Made of concrete, steel, and wood, the building achieved Leadership in Energy and Environmental Design compliance "through the integration of stormwater management strategies, high efficiency irrigation, the use of recycled and/or recyclable materials, and drought tolerant plantings." Completely recyclable materials used in the structure included carpeting and wood beams.

==Recent events==
In 2008, Temple Beth Israel participated in Banners Across America, an "interfaith witness against torture coordinated by the National Religious Campaign Against Torture," as part of the Jewish Campaign Against Torture. Organized by Rabbis for Human Rights—North America in honor of Torture Awareness Month, the Jewish campaign included over 25 synagogues which hung banners protesting "the use of abusive interrogation techniques by the American military and intelligence community". That year, congregational membership reached almost 400 families, and the Talmud Torah and pre-school had about 200 and 40 students respectively.

The congregation sold the old synagogue building on Portland Street to Security First (Portland Street) Child Development Center for $815,000 in 2009, carrying the Center's financing. The building was converted for use as an educational center, while retaining some of the original architectural elements. Difficult economic conditions forced the Child Development Center to give up the building in 2011, and Eugene's Network Charter School planned to move into it in autumn 2011.

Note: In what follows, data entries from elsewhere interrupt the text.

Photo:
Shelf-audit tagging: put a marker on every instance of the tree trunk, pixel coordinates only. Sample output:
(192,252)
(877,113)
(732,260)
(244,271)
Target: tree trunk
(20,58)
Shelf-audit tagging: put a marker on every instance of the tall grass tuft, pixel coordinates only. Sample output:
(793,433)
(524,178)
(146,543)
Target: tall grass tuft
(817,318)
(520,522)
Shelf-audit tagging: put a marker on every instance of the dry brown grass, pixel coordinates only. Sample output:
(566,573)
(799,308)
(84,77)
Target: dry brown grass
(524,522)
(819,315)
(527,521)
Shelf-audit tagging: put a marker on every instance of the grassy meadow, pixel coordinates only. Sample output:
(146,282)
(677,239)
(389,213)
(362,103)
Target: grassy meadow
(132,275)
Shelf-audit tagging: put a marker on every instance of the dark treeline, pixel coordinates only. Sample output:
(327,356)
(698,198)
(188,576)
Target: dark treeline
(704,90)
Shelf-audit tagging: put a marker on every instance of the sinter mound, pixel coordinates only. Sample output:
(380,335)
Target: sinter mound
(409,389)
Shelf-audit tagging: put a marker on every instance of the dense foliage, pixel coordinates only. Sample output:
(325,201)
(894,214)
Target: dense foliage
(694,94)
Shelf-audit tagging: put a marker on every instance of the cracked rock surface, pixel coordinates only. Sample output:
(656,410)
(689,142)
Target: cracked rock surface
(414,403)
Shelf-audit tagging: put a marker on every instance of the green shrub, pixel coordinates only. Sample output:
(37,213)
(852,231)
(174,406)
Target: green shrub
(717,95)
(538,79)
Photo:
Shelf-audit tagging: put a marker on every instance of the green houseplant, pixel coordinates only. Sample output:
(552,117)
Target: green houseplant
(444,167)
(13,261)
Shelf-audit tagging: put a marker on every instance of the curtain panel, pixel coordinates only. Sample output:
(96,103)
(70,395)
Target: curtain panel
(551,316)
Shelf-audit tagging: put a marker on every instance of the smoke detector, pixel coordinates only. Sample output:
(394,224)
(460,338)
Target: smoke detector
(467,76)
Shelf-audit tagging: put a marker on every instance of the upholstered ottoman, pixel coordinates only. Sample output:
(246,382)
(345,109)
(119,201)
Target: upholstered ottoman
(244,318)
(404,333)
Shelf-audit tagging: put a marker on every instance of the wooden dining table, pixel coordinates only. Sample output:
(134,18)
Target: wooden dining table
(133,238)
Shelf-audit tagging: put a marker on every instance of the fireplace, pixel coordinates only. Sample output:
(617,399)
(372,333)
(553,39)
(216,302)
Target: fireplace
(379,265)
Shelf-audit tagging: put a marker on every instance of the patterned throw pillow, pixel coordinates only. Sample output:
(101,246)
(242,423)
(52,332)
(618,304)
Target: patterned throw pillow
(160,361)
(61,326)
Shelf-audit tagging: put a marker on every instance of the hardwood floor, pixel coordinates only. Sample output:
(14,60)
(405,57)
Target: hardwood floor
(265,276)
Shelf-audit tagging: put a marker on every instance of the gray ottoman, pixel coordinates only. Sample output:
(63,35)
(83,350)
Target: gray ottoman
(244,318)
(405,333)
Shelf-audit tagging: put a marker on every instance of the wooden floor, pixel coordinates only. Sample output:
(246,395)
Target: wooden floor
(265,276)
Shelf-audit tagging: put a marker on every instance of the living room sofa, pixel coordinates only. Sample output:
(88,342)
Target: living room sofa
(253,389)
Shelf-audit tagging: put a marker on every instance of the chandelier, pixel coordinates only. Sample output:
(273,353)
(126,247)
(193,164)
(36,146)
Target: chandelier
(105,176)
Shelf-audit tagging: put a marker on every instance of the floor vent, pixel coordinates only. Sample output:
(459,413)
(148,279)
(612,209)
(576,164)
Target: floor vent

Harris announced he would be stepping down as rabbi in 2011, and the synagogue hired Boris Dolin as his successor. Born and raised in Oregon, Dolin had worked at Temple Beth Israel as a teacher and youth group adviser from 1999 to 2001. A graduate of the University of Oregon, with a master's degree in Jewish Education from the Jewish Theological Seminary, he was ordained by the Reconstructionist Rabbinical College.

Temple Beth Israel is the largest synagogue in Eugene. It is a member of the Community of Welcoming Congregations, "an Oregon and SW Washington interfaith ministry and advocacy organization working toward full inclusion and equality for transgender, lesbian, bisexual, gay and questioning persons." The Rabbi is Rabbi Ruhi Sophia Motzkin Rubenstein.